The Story of Krishna and Uddhava

There are beautiful stories about the relationship between Lord Krishna and his devotee, Uddhava, a disciple of Brihaspati, the preceptor of the Gods and son of Devabhanga. The differences between them were sharp and glaring. Uddhava was a scholar and intellectual, while Krishna was a cowherd. The former was brought in a city while Krishna was brought up in a village. Uddhava intuitively knew that Krishna was no ordinary soul while Krishna saw Uddhava as a seeker.

Two incidents in their relationship invite attention. In the first instance, Krishna requests Uddhava to go to Vrindavan and contrary to the promise he had made to them, inform the milkmaids that he would never return to Vrindavan.

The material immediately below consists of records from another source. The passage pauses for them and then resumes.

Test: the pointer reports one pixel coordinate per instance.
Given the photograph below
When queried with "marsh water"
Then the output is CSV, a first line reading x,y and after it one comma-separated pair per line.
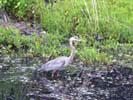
x,y
14,76
19,81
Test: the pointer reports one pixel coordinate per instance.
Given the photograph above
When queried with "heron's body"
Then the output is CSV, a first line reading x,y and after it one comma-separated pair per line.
x,y
60,62
55,64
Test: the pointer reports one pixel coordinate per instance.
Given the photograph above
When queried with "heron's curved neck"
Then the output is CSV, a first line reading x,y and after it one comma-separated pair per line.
x,y
72,51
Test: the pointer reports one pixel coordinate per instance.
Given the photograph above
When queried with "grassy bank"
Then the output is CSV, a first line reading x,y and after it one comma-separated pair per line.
x,y
105,25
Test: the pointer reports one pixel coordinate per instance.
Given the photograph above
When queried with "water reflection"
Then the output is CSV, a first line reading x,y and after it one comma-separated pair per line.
x,y
15,75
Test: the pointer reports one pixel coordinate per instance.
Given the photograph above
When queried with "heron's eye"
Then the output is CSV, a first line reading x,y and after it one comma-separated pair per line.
x,y
76,37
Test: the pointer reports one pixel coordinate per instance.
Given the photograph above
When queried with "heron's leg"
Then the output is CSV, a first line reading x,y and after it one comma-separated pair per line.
x,y
53,73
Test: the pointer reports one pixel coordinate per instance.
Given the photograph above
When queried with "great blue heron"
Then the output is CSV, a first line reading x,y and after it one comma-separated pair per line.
x,y
60,62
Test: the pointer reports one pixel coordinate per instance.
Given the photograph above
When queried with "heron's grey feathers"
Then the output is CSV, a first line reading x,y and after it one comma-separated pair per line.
x,y
55,64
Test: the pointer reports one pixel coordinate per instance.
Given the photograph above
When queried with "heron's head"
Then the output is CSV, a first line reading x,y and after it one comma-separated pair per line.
x,y
75,38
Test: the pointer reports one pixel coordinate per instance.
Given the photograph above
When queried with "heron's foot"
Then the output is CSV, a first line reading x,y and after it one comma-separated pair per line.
x,y
55,74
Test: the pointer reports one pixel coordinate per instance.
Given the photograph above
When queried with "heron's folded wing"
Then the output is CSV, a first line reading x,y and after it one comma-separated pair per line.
x,y
52,65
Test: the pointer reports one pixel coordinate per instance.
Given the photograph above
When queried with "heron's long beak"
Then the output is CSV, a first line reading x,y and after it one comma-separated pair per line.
x,y
81,40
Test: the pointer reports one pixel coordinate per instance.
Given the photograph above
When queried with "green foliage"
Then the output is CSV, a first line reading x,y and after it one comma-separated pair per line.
x,y
91,55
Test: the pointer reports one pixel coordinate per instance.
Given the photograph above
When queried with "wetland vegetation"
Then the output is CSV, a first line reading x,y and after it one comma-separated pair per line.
x,y
35,31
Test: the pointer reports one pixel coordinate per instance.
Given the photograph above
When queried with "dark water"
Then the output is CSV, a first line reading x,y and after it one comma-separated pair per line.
x,y
15,76
19,81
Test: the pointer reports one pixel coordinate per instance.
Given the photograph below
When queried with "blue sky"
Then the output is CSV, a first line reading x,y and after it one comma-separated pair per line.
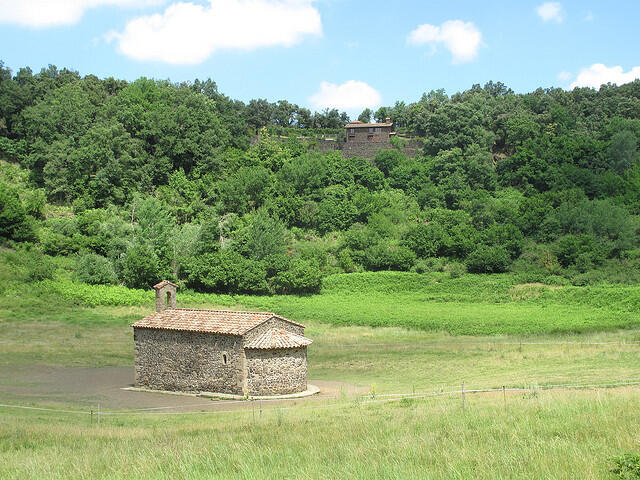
x,y
330,53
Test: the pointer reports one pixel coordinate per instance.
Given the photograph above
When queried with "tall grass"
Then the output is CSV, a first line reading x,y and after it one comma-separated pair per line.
x,y
549,435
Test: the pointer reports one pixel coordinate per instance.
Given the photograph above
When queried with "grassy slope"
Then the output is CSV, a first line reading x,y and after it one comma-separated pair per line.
x,y
549,435
470,305
539,435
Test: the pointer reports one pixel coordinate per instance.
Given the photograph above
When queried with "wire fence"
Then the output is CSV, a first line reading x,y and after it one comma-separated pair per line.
x,y
365,399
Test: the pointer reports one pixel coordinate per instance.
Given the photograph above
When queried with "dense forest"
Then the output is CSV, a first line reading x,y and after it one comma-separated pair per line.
x,y
138,181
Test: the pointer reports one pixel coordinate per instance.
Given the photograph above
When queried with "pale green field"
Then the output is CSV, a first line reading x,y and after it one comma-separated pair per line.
x,y
537,434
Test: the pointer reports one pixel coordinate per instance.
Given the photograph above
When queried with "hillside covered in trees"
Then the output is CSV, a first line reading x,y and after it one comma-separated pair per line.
x,y
134,182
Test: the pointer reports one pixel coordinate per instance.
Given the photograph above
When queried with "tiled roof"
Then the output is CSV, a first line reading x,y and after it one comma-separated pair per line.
x,y
363,125
158,286
229,322
277,338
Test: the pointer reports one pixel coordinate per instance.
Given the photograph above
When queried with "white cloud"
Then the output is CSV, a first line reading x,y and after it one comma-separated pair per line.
x,y
599,74
550,12
564,76
351,95
187,33
462,39
50,13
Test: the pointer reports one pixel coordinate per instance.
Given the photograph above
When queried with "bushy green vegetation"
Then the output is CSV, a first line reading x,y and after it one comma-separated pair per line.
x,y
148,180
460,305
542,436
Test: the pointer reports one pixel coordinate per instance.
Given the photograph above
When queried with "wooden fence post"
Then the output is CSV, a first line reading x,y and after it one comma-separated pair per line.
x,y
463,399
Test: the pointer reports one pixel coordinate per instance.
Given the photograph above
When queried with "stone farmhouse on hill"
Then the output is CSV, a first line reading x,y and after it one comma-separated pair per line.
x,y
358,132
221,351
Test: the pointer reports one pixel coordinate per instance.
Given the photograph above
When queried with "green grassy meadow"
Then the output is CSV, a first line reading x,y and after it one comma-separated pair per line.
x,y
387,332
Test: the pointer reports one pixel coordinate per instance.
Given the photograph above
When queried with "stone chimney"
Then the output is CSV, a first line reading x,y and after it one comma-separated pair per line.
x,y
165,295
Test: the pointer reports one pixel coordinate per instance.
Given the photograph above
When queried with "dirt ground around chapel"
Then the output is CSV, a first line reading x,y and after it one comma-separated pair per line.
x,y
90,387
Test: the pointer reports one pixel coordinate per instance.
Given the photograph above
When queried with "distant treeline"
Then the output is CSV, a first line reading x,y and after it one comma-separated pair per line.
x,y
146,180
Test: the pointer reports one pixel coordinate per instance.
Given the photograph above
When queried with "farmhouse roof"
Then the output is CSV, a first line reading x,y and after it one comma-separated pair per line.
x,y
228,322
357,124
158,286
277,338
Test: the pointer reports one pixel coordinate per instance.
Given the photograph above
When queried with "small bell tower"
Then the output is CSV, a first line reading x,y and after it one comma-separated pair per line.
x,y
165,295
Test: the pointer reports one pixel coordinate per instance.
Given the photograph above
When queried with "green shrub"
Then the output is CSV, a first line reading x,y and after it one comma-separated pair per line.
x,y
627,467
303,276
455,269
389,257
140,268
15,223
488,259
95,269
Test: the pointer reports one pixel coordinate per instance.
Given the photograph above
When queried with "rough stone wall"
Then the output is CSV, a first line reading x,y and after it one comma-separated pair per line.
x,y
188,361
272,372
255,332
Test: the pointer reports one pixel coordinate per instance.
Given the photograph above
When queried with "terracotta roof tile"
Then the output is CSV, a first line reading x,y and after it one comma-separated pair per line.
x,y
158,286
366,125
277,338
229,322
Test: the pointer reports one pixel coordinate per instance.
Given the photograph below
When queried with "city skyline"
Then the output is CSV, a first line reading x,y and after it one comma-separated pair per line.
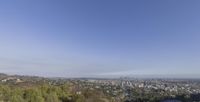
x,y
100,38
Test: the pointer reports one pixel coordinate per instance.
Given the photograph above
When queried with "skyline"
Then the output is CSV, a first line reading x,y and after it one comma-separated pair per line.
x,y
100,38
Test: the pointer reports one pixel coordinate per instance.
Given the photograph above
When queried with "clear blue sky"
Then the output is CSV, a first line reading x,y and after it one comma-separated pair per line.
x,y
95,38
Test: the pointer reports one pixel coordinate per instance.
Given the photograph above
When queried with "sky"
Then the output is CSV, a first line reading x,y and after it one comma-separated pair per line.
x,y
100,38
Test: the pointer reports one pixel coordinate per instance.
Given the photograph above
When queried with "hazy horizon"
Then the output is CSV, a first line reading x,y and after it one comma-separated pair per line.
x,y
90,38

Uddhava accepted the mission but he was egoistic of his knowledge and considered the gopikas uneducated, while Krishna wanted to show Uddhava that divine love was above wisdom. Uddhava promptly went to the gopikas and told them that they should not weep for Krishna and that they should invest their energies in acquiring Brahamajnana.
He tried to teach them the virtues the yoga and meditation, instructed them to ignore the body and how these practices would lead to samadhi. The gopikas told him that they were is Krishna samadhi all the time and were constantly experiencing the three yogas of meditation, wisdom and devotion. Uddhava wanted to impart theoretical knowledge, while the gopikas were instructing him in the priceless value of direct experience.
For the first time in his life, Uddhava understood the value of surrendering to Krishna with love, devotion and unconditional trust. The second instance took place in the final years of the Krishna avatar where Krishna advised the Yadavas to shift out of Mathura to protect themselves against Jarasandha. While Uddhava was witness to Krishna protecting the Pandavas, he was aghast when Krishna was shot on his left foot by a hunter’s poisoned arrow.

He was even more astonished when Krishna calmly told him that the end of the Yadava clan was near and to inform the message of his death to his family and people. This was the context behind Krishna’s revelation to Uddhava of the Hamsa Gita or the Song of the Swan otherwise known as the Uddhava Gita. It seeks to console Uddhava from pain and separation and rescue him from sadness. It forms an integral part of the Srimad Bhagavatam.

“The restless mind,” says Krishna to Uddhava, “easily falls victim to the illusion of diversity, which leads to the conception of good and evil and the discrimination between prescribed action, inaction, and prohibited action. By controlling your mind and senses you will see the world in your own self, and your own self in Me, the Supreme Lord.